The Trump Administration has finalized new regulations that threaten the independence of judges who decide Social Security disability cases.
When people initially apply for Social Security Disability Insurance (SSDI) or Supplemental Security Income (SSI) benefits, the Social Security Administration (SSA) approves or denies applications based on the submitted paperwork. If an application is denied, the applicant can request a hearing before an administrative law judge (ALJs), an impartial adjudicator who is independent from the SSA.
Under the new regulations, published in the Federal Register on November 16, the SSA may substitute its own agency-appointed lawyers to hear these appeals. This change greatly concerns disability advocates, who believe it will result in more benefit denials.
“The importance of receiving a fair hearing in which the adjudicator impartially and dispassionately applies law and policy to make an accurate and timely decision cannot be understated,” the Consortium for Citizens With Disabilities said in comments when the rule change was proposed earlier this year. “Such an adjudicator must be as independent as possible from the agency for which it is making determinations.”
The move comes on the heels of a controversial July 2018 executive order that exempted ALJs from all prior qualification requirements. ALJs, who hear cases across all federal agencies, were previously required to have seven years of legal experience and undergo a competitive test and selection procedure, administered by the Office of Personnel Management. Due to these requirements, ALJs were generally presumed to be neutral and independent of the agency whose decisions they are reviewing, thus protecting the applicants’ due process rights.
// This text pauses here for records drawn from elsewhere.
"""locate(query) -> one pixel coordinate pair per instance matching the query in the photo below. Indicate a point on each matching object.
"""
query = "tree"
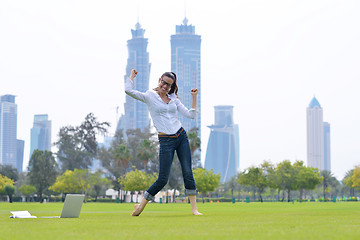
(137, 180)
(348, 181)
(286, 177)
(27, 190)
(9, 171)
(308, 178)
(195, 143)
(254, 176)
(9, 190)
(43, 170)
(98, 183)
(356, 178)
(206, 180)
(77, 146)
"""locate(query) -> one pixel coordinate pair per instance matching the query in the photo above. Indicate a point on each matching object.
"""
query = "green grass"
(174, 221)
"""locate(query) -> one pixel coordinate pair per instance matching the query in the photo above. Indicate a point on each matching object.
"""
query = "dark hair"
(174, 87)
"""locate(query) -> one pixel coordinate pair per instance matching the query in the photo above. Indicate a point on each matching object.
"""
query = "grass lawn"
(174, 221)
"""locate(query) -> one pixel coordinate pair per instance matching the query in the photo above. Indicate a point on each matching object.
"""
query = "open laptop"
(72, 206)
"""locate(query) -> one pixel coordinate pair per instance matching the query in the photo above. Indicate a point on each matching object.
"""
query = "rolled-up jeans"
(178, 142)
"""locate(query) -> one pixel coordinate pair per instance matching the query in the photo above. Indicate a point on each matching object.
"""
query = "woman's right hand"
(133, 74)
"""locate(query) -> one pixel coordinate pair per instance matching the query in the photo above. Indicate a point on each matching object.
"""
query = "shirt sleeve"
(189, 113)
(132, 92)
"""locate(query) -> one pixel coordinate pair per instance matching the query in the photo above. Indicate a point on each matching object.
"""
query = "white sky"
(266, 58)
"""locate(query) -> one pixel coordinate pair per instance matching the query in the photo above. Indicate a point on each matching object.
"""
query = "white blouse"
(164, 115)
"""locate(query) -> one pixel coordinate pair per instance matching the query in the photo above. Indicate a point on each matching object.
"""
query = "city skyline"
(136, 114)
(40, 134)
(185, 63)
(318, 137)
(267, 59)
(11, 148)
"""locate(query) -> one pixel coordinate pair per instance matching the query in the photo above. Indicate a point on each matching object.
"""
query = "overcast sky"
(266, 58)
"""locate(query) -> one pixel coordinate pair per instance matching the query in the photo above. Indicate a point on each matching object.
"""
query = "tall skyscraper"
(318, 137)
(136, 113)
(185, 62)
(40, 134)
(222, 154)
(19, 154)
(9, 145)
(327, 163)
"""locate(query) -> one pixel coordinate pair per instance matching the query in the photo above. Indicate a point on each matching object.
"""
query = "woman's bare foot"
(197, 213)
(137, 210)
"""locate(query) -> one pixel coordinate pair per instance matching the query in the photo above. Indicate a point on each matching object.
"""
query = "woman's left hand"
(194, 91)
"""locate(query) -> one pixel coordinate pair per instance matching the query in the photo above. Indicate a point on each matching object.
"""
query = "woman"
(163, 105)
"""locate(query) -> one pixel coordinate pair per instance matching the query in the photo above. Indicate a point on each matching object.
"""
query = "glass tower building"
(185, 63)
(222, 154)
(40, 134)
(318, 137)
(136, 113)
(9, 145)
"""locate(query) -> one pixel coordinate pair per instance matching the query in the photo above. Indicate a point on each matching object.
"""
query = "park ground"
(312, 220)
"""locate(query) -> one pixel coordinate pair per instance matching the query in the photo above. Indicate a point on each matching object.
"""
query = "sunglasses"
(165, 83)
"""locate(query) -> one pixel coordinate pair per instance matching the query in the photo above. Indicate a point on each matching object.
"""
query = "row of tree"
(132, 156)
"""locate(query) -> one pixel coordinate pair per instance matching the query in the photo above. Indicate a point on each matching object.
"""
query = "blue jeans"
(168, 145)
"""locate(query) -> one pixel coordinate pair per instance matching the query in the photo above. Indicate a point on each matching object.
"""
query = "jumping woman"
(164, 104)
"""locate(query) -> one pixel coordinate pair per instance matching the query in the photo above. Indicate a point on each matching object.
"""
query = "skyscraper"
(136, 113)
(327, 163)
(318, 137)
(40, 134)
(9, 145)
(222, 154)
(185, 62)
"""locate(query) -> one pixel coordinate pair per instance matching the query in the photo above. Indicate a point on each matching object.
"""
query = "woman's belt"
(176, 135)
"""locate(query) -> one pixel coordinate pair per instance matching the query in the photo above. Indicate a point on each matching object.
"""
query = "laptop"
(72, 206)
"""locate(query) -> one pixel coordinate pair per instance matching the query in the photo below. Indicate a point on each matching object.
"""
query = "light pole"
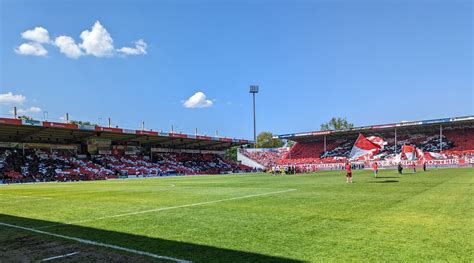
(254, 90)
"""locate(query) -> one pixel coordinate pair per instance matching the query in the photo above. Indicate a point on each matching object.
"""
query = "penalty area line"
(58, 257)
(170, 208)
(95, 243)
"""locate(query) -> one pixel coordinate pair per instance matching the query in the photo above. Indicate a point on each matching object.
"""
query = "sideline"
(169, 208)
(94, 243)
(58, 257)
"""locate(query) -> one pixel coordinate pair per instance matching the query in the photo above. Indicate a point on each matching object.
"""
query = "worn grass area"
(414, 217)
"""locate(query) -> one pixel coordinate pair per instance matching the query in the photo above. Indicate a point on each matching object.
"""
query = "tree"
(337, 124)
(266, 140)
(83, 123)
(25, 118)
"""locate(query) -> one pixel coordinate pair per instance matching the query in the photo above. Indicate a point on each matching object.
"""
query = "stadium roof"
(33, 131)
(409, 127)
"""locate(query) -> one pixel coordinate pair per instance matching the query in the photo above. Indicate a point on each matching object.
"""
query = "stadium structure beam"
(254, 90)
(33, 133)
(440, 138)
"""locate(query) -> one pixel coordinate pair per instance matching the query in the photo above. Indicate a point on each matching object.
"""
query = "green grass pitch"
(427, 216)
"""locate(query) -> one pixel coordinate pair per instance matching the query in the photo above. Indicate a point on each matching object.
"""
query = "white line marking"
(28, 196)
(58, 257)
(94, 243)
(169, 208)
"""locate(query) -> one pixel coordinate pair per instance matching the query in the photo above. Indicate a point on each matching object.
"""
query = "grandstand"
(443, 142)
(32, 151)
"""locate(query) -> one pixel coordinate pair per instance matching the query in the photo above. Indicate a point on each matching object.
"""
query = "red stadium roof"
(16, 130)
(402, 127)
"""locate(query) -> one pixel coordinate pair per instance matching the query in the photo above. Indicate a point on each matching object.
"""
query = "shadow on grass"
(169, 248)
(384, 181)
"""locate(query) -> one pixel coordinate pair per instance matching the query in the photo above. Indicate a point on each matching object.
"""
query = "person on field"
(348, 173)
(375, 166)
(400, 168)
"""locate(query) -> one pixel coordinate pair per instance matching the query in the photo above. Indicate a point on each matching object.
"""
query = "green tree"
(337, 124)
(266, 140)
(83, 123)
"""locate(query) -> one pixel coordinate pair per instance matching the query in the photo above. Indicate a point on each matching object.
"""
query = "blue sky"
(370, 61)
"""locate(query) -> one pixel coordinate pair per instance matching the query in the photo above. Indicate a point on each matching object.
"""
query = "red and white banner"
(366, 147)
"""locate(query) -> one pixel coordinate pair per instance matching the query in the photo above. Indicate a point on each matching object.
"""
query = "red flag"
(363, 146)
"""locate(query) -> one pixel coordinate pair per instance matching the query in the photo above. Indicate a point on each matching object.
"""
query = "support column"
(325, 147)
(395, 141)
(440, 138)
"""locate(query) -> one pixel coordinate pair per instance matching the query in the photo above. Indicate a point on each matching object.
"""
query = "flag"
(409, 152)
(365, 147)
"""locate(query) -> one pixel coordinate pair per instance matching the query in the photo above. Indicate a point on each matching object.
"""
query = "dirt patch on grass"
(16, 246)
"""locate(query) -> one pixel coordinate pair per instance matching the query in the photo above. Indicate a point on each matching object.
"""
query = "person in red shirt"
(348, 173)
(375, 166)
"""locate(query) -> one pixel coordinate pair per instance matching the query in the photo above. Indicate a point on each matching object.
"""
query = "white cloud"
(68, 47)
(140, 48)
(30, 110)
(97, 42)
(10, 99)
(31, 49)
(198, 100)
(38, 34)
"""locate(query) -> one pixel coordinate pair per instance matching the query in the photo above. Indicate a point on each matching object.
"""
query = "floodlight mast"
(254, 90)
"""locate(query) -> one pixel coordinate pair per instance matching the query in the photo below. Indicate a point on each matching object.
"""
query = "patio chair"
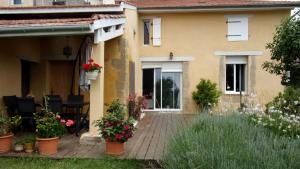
(11, 104)
(26, 108)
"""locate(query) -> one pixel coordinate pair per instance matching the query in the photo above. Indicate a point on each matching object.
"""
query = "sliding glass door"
(162, 89)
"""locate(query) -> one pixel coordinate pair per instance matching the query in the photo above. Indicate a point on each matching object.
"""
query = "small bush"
(230, 143)
(206, 95)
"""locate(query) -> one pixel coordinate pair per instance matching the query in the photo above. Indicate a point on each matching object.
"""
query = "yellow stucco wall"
(10, 3)
(201, 34)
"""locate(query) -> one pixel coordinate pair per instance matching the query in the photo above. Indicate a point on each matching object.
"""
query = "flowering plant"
(91, 66)
(49, 124)
(113, 127)
(7, 124)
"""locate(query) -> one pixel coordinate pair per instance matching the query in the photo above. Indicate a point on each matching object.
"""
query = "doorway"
(25, 77)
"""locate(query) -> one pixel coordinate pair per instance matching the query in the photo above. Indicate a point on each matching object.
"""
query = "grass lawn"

As a result of the 2018 executive order, ALJs are now merely required to have a license to practice law. Coupled with the latest regulations allowing agency lawyers to hear appeals, disability advocates say that Social Security disability applicants will be at the mercy of agency staff, who will be more likely to deny benefits. “ALJ’s are impartial; SSA attorneys may try to deny benefits based on ideology rather than the needs of disabled workers,” former senator Tom Harkin and Max Richtman, president and CEO of the National Committee to Preserve Social Security and Medicare, write in The Hill.
The Association of Administrative Law Judges, in a statement, called the new regulations a “different and radical approach” that compromises “hard-working Americans’ need [for] fairness and reason.”
Advocates are hopeful the Biden administration will reverse the change.